The Loved One looked up from her laptop, removed her glasses, and asked me, accusingly, "So, you bought a book today? How much did it cost?"
I was ready with the snappy comeback: "Huh?"
"You wrote in your post today that you bought a book."
"Oh." Clearly I was at the top of my repartee game.
It took a few beats for me to get her drift. In Tuesday's post, I wrote about what an intellectual titan I am. I stood on my head to separate myself from the common clay, illustrating this by pointing out that the radio and television banality I'm being bombarded with during my stay at the Holiday Inn is so, well, weird - at least to me. My concluding line was that I was going to jump up and rush to Barnes & Noble to buy Isaac Newton's "Principia."
I was, of course, being a smartass. I bet I'll never actually purchase a copy of one of the two or three most important scientific works ever written in any language. In it, Newton lays out his Law of Universal Gravitation and explains his Laws of Motion. I mean, for gosh sakes, who hasn't heard the line, For every action, there's an equal and opposite reaction? That isn't exactly how Newton wrote it, but it'll do for us here. Suffice it to say that the physics of everyday life are laid out tidily in this three-volume set.
A quick search on Amazon reveals that used sets of the Principia start at $337, and therein lies today's tale.
A good marriage, I am discovering after having experienced a bad version or two, mixes two people whose strengths and weaknesses dovetail nicely. It would be impossible for me to illustrate this better than to admit that The Loved One handles the checkbook and I do not.
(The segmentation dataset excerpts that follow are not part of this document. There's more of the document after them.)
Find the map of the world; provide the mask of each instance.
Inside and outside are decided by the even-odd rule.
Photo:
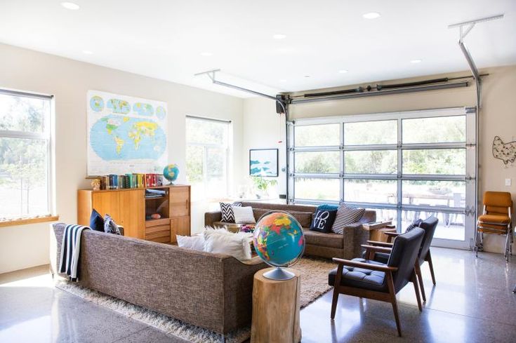
[[[166,103],[97,90],[87,100],[88,176],[163,169]]]

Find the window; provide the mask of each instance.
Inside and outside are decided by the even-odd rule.
[[[402,228],[433,215],[437,238],[465,241],[474,125],[466,108],[298,119],[289,126],[289,200],[343,200]]]
[[[0,90],[0,221],[51,215],[52,98]]]
[[[229,121],[186,119],[186,177],[192,200],[228,193]]]

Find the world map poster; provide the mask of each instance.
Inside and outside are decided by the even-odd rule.
[[[161,173],[166,102],[88,90],[86,106],[88,176]]]

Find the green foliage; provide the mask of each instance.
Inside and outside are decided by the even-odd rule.
[[[277,180],[274,179],[264,179],[261,176],[253,176],[251,179],[256,189],[262,191],[267,191],[270,186],[275,186],[278,184]]]

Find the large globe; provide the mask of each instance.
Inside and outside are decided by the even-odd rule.
[[[305,251],[301,225],[286,212],[263,215],[256,223],[253,238],[258,255],[272,267],[291,266]]]
[[[171,184],[176,180],[179,175],[179,168],[177,164],[169,164],[163,170],[163,176],[170,181]]]

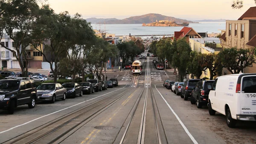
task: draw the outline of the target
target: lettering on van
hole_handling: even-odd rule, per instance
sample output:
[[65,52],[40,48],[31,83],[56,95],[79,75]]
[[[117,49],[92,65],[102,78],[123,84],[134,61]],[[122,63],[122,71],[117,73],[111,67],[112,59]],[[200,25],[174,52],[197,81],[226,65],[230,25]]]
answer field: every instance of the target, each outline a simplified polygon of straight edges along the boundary
[[246,94],[247,98],[256,97],[256,94]]

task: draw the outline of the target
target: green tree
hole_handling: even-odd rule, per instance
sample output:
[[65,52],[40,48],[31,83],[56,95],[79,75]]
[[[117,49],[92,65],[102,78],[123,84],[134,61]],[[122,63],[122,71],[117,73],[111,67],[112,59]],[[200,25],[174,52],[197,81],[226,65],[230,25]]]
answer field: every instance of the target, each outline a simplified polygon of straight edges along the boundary
[[30,56],[28,55],[26,48],[29,46],[34,38],[33,26],[36,20],[41,17],[38,12],[40,9],[36,0],[0,1],[0,40],[3,33],[7,33],[14,42],[14,46],[12,46],[14,49],[0,44],[14,55],[23,77],[27,77],[28,58]]
[[220,52],[219,55],[224,67],[232,74],[239,74],[244,68],[252,67],[253,63],[256,63],[254,49],[227,48]]

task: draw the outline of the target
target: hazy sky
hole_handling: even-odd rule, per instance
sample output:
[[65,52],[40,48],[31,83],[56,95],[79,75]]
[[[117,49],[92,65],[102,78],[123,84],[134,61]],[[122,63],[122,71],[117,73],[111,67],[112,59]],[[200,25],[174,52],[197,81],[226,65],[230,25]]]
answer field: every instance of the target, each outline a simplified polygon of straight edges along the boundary
[[237,20],[250,7],[253,0],[244,0],[244,7],[233,9],[233,0],[48,0],[56,13],[68,11],[83,18],[116,18],[157,13],[188,20]]

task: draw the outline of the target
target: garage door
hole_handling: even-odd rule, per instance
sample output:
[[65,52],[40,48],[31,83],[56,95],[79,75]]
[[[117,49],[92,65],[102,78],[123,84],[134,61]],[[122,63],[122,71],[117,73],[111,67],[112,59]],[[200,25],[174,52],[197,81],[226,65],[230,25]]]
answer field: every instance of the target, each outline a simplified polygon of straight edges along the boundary
[[16,69],[20,68],[19,62],[17,61],[12,61],[12,68]]

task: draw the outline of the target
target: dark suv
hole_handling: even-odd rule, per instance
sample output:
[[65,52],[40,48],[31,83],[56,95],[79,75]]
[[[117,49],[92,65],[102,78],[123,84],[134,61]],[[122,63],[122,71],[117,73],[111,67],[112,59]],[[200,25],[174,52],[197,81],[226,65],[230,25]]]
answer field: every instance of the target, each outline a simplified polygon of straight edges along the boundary
[[206,105],[208,103],[208,96],[210,89],[208,86],[212,86],[214,80],[204,80],[198,81],[195,88],[192,91],[190,98],[191,104],[197,104],[198,108],[201,108],[203,105]]
[[99,90],[101,91],[102,90],[102,83],[98,80],[90,79],[88,80],[87,81],[92,83],[93,87],[94,88],[94,90],[95,92],[98,92]]
[[184,101],[187,101],[188,98],[191,96],[191,92],[198,82],[201,81],[200,79],[190,79],[187,80],[181,88],[180,97],[184,98]]
[[0,109],[7,109],[10,114],[18,106],[28,104],[32,109],[35,105],[35,81],[28,78],[18,78],[0,80]]
[[109,81],[112,81],[113,85],[116,86],[118,86],[118,81],[116,78],[112,78],[109,79]]

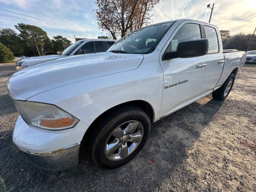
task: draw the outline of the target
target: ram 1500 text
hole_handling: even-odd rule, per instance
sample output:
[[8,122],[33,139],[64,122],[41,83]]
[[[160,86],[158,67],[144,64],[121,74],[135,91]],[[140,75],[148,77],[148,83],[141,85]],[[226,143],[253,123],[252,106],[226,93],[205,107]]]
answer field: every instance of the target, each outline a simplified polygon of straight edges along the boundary
[[46,170],[93,162],[116,167],[132,159],[151,122],[212,93],[224,100],[246,60],[223,54],[211,24],[179,19],[147,26],[107,52],[75,55],[17,72],[7,87],[20,116],[13,140]]

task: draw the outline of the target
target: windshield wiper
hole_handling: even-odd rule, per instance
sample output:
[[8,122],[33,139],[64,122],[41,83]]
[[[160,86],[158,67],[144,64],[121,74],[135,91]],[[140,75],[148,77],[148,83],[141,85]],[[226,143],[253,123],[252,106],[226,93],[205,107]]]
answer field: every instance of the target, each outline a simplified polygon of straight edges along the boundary
[[122,50],[111,50],[110,52],[116,53],[129,53],[124,51]]

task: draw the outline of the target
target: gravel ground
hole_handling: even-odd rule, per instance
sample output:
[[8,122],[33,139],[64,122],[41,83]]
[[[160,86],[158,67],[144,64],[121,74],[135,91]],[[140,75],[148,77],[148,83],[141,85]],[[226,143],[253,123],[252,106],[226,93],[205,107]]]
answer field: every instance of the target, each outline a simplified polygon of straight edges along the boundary
[[208,95],[155,123],[127,164],[105,170],[85,159],[55,172],[34,169],[12,142],[14,71],[0,65],[0,191],[256,191],[256,65],[245,66],[224,102]]

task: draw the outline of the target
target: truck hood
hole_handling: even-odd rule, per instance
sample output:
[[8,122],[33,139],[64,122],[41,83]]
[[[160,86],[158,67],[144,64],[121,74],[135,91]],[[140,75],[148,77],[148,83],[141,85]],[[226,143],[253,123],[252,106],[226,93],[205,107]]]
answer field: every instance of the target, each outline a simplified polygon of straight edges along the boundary
[[67,57],[67,55],[50,55],[32,57],[30,58],[22,59],[20,61],[21,62],[21,66],[22,67],[29,67],[42,62],[51,61],[66,57]]
[[60,58],[13,74],[7,88],[12,99],[26,100],[59,86],[135,69],[143,58],[141,54],[104,52]]
[[252,57],[252,58],[256,57],[256,54],[247,54],[246,55],[247,55],[247,57]]

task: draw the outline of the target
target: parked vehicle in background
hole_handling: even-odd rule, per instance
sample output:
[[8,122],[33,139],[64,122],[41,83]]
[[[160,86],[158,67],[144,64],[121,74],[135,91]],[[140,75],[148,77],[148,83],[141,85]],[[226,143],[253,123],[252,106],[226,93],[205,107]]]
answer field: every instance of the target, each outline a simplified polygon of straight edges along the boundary
[[236,51],[238,51],[238,50],[235,50],[235,49],[223,50],[223,53],[230,53],[230,52],[236,52]]
[[151,122],[209,93],[228,97],[246,54],[222,51],[217,27],[179,19],[133,31],[107,52],[18,71],[7,84],[20,114],[13,140],[43,169],[76,165],[86,148],[96,165],[121,166]]
[[256,64],[256,50],[246,52],[247,58],[245,63]]
[[115,44],[116,40],[85,39],[77,41],[65,49],[61,55],[49,55],[25,59],[17,61],[16,70],[41,62],[51,61],[63,57],[106,51]]

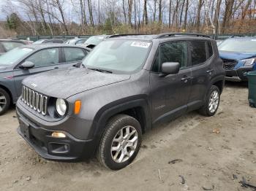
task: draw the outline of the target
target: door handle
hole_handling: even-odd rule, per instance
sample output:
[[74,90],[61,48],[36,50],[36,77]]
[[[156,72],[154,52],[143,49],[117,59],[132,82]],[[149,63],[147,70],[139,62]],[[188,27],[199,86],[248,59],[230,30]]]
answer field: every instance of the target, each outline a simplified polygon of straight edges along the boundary
[[185,83],[187,82],[188,80],[191,79],[192,77],[184,77],[183,78],[181,78],[181,81],[184,82]]
[[214,71],[214,69],[211,69],[211,70],[207,70],[206,71],[206,73],[208,73],[208,74],[211,74],[211,72],[213,72]]

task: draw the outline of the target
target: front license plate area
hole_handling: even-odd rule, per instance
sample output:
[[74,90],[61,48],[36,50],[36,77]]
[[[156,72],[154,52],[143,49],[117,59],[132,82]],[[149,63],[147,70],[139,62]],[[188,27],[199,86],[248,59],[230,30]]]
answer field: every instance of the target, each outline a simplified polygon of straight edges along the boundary
[[21,133],[26,138],[29,139],[30,133],[29,133],[29,124],[26,123],[23,120],[20,118],[20,128]]

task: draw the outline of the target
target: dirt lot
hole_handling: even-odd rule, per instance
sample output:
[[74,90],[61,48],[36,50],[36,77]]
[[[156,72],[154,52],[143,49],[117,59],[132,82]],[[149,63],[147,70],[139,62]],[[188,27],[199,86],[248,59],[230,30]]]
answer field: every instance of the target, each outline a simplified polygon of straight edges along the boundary
[[119,171],[95,159],[41,158],[16,133],[13,107],[0,117],[0,190],[251,190],[239,184],[244,176],[256,184],[256,109],[247,91],[229,83],[215,117],[192,112],[147,133],[134,163]]

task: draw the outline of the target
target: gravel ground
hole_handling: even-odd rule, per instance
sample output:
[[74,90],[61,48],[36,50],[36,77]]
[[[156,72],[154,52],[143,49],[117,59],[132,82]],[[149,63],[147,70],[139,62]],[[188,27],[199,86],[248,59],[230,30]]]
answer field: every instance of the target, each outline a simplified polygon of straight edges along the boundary
[[16,133],[13,106],[0,117],[0,190],[249,191],[239,183],[244,176],[256,185],[256,109],[247,93],[246,85],[228,83],[214,117],[191,112],[154,128],[143,136],[135,160],[118,171],[96,159],[65,163],[39,157]]

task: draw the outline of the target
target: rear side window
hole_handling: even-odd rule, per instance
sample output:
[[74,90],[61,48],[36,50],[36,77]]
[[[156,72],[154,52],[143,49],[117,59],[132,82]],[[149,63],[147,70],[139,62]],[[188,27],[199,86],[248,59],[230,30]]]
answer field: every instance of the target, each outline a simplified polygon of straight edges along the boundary
[[212,44],[211,42],[207,42],[208,51],[209,53],[209,58],[211,57],[214,54],[214,51],[212,50]]
[[206,43],[203,41],[192,41],[189,42],[192,65],[204,63],[207,60]]
[[159,72],[165,62],[178,62],[181,69],[187,66],[187,47],[186,42],[167,42],[160,45],[152,66],[152,71]]
[[66,62],[74,62],[83,60],[86,53],[80,48],[64,47]]

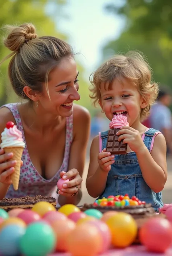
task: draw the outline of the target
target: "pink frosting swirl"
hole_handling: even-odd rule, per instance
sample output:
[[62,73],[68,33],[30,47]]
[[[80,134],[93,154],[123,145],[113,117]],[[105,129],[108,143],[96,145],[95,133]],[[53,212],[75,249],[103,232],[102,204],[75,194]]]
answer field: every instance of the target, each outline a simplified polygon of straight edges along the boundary
[[122,126],[128,126],[129,124],[126,117],[121,114],[115,115],[111,121],[109,123],[110,129],[120,128]]

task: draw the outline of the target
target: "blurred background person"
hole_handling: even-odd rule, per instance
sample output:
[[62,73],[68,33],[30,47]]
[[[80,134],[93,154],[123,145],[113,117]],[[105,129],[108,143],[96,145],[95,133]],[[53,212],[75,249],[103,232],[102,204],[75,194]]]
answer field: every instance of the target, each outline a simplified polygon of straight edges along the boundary
[[172,122],[169,107],[171,103],[171,92],[163,86],[160,89],[156,104],[152,106],[148,118],[150,127],[161,132],[166,140],[167,153],[172,154]]

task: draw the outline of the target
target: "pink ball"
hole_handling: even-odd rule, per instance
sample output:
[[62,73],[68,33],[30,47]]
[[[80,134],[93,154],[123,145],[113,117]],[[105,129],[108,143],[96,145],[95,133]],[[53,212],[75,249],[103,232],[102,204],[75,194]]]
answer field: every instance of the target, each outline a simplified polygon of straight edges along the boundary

In earlier posts, I've revealed that my mother was a fiscal tyrant. She was the type of person who looked out the front door in search of the mailman because the electric bill was due. Long before things like online banking, Ma kept a stack of envelopes - marked electric, gas, car insurance, and so on - into which she'd parcel cash from each of her and Dad's paychecks throughout the month. She kept such a close eye on these envelopes that when I, at the age of ten, began feeling aggrieved that my baseball card addiction wasn't accounted for in them and decided to help myself to some of their contents, she knew immediately what was going on. The next time I went in for the dip, I found a note written by her saying, essentially, Gotcha!
Ma became a paragon of bill-paying in reaction to her mother, who was not. I, in turn, rebelled against Ma's ways. And so it goes. Had I chosen to spawn, my daughter or son would probably have become a CPA. Thankfully, I've spared at least one poor soul that cruel fate.
Anyway, I've lived most of my life like a drunken sailor. I've suffered more third-degree burns on my right thigh than I'd care to admit. Poor old Pat Arden, my former editor at the Chicago Reader - the microsecond after any of my stories ran in his paper, I'd be banging on his door to find out when he could cut me a check. And god forbid I should spend that check on anything as silly as bills - not when there were motorcycles to buy, rounds to pick up, women to impress and, yes, books to accumulate.
Whereas Ma couldn't mail the check to the electric company fast enough, I looked upon utility bills as mere suggestions. The real bill, in my warped view, was the disconnect notice. This system worked well except for those times I forgot to open the disconnect notice. Trying to read in the dark is such an ordeal.
The Loved One was aghast at my pecuniary discipline, or lack thereof. Fortunately, she was drawn in by one or two other facets of my character and so we became a going concern. Only she made it clear from the start that she would be the Chief Financial Officer and if she caught me thumbing through the checkbook, she'd cut said digits off clean.
Now that's a system that really works. Rather like Newton's everyday universe.